Fetch the complete documentation index at: https://docs.formal.ai/llms.txt

Use this file to discover all available pages before exploring further.

Overview

LLM resources are only supported on macOS.
LLM resources work differently from other Formal resource types. Rather than routing traffic through a running in your infrastructure (a reverse proxy), LLM traffic is proxied directly by the Formal Desktop App acting as a local forward proxy.

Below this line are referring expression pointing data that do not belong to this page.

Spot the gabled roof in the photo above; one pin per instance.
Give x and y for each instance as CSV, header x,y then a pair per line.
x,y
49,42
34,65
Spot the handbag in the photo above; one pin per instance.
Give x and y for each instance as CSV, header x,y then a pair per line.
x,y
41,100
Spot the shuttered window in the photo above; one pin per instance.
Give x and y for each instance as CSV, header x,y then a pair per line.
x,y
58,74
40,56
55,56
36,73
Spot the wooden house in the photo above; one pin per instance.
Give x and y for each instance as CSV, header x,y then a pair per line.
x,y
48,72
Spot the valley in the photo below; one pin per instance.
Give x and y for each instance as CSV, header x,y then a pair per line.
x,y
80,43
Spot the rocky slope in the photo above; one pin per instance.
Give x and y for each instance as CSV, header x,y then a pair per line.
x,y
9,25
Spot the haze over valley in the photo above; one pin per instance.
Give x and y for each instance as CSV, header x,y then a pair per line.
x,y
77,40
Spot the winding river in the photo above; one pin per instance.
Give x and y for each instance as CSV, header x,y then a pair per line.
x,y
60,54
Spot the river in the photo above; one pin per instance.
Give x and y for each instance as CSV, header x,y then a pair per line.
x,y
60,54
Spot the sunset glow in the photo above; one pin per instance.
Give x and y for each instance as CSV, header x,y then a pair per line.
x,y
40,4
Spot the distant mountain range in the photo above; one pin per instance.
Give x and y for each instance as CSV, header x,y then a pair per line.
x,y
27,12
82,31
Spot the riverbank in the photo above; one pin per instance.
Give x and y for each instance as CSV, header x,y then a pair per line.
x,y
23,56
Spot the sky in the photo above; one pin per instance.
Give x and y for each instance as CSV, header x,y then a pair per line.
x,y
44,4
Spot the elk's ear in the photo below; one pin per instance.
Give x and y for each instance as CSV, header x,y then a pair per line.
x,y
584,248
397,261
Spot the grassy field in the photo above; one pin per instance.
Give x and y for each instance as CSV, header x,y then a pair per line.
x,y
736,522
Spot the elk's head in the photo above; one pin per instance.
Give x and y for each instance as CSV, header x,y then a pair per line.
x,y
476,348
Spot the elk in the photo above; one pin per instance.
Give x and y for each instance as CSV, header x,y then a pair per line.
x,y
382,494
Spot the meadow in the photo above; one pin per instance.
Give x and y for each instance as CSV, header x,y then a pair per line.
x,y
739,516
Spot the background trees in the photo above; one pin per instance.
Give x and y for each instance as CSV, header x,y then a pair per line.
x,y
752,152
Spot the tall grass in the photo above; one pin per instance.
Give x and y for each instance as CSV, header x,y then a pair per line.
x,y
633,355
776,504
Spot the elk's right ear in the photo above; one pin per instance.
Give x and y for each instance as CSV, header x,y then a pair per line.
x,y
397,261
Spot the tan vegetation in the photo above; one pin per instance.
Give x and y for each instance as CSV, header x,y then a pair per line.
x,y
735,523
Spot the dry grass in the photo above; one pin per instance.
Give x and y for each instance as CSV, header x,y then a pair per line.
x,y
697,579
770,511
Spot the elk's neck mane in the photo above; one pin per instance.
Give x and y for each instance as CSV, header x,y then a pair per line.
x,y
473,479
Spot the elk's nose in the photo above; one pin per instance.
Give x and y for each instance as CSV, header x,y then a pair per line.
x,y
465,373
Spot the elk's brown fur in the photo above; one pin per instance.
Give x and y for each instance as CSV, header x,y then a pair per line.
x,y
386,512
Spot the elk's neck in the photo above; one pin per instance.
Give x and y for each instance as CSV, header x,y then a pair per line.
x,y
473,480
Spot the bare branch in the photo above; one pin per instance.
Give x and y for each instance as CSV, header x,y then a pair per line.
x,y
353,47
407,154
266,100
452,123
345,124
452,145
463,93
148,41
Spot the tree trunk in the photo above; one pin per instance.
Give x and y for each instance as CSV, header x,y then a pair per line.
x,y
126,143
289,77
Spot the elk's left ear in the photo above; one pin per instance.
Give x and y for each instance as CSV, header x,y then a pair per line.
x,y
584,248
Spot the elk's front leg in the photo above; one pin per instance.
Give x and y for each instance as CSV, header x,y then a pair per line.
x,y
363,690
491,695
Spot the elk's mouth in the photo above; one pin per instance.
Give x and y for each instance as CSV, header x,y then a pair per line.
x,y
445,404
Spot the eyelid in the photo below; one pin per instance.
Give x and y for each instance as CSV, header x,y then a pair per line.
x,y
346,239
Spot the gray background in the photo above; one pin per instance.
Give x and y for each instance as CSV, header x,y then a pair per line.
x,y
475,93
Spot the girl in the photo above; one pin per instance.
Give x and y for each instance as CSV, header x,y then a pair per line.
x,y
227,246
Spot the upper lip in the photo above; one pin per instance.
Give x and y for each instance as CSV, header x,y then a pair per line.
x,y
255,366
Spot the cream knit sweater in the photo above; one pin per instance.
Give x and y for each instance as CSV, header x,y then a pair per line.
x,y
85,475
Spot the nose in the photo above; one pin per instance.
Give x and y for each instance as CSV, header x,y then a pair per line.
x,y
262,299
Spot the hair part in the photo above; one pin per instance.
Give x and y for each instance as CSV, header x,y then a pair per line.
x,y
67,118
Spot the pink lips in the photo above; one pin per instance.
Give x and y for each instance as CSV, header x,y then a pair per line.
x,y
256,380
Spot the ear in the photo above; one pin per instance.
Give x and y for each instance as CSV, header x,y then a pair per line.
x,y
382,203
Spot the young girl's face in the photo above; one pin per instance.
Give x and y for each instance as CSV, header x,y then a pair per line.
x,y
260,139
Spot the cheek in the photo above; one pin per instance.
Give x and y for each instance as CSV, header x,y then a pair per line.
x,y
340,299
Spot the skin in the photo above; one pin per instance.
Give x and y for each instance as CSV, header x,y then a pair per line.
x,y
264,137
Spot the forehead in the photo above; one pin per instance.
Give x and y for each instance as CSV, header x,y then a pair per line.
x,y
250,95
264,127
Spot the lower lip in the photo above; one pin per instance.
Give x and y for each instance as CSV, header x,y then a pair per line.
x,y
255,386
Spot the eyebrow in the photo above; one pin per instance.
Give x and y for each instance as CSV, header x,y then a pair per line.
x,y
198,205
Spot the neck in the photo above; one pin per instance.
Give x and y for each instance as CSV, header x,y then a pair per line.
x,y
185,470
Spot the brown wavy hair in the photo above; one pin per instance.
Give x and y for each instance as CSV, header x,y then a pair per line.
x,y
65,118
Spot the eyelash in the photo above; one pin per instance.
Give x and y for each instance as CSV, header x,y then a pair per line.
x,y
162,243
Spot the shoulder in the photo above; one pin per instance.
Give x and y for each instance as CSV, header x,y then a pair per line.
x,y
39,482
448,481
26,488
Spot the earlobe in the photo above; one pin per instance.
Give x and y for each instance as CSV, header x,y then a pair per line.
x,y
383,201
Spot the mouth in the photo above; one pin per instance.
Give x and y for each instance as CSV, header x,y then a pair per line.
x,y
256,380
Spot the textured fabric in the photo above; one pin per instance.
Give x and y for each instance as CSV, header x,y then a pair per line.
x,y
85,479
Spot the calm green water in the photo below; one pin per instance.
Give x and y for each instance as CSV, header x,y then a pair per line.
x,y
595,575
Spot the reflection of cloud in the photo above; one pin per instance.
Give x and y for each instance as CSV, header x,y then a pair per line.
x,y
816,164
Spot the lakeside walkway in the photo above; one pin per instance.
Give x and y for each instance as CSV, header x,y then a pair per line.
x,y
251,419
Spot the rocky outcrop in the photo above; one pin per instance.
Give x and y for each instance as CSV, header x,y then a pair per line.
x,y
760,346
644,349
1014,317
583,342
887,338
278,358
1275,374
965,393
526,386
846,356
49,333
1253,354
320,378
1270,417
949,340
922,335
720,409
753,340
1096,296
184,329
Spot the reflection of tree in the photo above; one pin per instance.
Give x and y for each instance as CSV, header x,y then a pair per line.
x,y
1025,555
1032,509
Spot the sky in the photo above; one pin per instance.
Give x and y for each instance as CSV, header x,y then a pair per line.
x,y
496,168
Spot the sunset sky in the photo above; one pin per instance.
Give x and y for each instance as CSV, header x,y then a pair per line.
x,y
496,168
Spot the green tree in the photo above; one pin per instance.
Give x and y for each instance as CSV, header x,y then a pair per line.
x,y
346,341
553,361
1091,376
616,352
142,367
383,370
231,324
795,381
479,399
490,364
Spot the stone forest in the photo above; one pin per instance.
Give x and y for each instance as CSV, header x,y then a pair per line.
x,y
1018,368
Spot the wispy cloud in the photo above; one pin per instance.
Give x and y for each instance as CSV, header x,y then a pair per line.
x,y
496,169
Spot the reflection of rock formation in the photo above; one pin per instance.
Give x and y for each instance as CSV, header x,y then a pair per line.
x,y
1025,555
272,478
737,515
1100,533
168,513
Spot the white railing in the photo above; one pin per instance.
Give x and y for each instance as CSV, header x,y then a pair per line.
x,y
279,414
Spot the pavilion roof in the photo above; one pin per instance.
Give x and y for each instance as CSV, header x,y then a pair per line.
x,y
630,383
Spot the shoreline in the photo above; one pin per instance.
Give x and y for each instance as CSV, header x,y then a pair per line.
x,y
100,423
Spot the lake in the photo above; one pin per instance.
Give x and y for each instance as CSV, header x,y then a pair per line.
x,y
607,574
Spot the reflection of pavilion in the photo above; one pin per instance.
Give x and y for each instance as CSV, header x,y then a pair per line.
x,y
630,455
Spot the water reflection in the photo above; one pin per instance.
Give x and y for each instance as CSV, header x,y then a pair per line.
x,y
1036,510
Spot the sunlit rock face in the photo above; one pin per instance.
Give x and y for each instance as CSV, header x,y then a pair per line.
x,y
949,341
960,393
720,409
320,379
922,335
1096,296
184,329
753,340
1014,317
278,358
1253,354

When you run formal connect for an LLM resource, the Desktop App starts a local HTTPS listener and forwards requests directly to the upstream LLM provider (e.g. api.openai.com, api.anthropic.com). No Connector is involved in the data path.
your app  →  localhost (Desktop App forward proxy)  →  LLM provider API

Creating LLM Resources

You must create an LLM resource in Formal for each LLM API you want to intercept. The resource tells the Desktop App which upstream hostname and port to forward traffic to.
resource "formal_resource" "anthropic" {
  name       = "anthropic"
  technology = "llm"
  hostname   = "api.anthropic.com"
  port       = 443
}

resource "formal_resource" "chatgpt" {
  name       = "chatgpt"
  technology = "llm"
  hostname   = "chatgpt.com"
  port       = 443
}

Connecting

formal connect anthropic

Observability

Log source

Because LLM traffic does not pass through a Connector, logs appear with source: desktop rather than source: connector. You can filter for these logs in the Logs page with:
source:desktop

What is captured

The Desktop App captures the full content of each LLM request and response, including:
  • Model and provider — the model name extracted from the request body
  • Messages — the full prompt and completion text
  • Tool calls — any tool/function calls the model makes, including their names, arguments, and results
  • Token usage — prompt tokens, completion tokens, and total tokens
  • Streaming responses — individual chunks are reassembled into the complete response before logging

Session replay

Each formal connect invocation for an LLM resource creates a session. Full session replay is available in the Sessions page. The session replay shows every request sent and response received during the connection, including all tool call exchanges.

Policies

You can enforce policies on LLM sessions at the session, request, and response stages. Use session rules to block a connection before it reaches the upstream provider, request rules to inspect or rewrite request headers, and response rules to inspect tool calls, the model, the provider, and token usage. Request-stage rewrite policies can add, replace, or remove headers before the Desktop App forwards the request to the LLM provider. See LLM policy inputs for the full list of available fields and examples.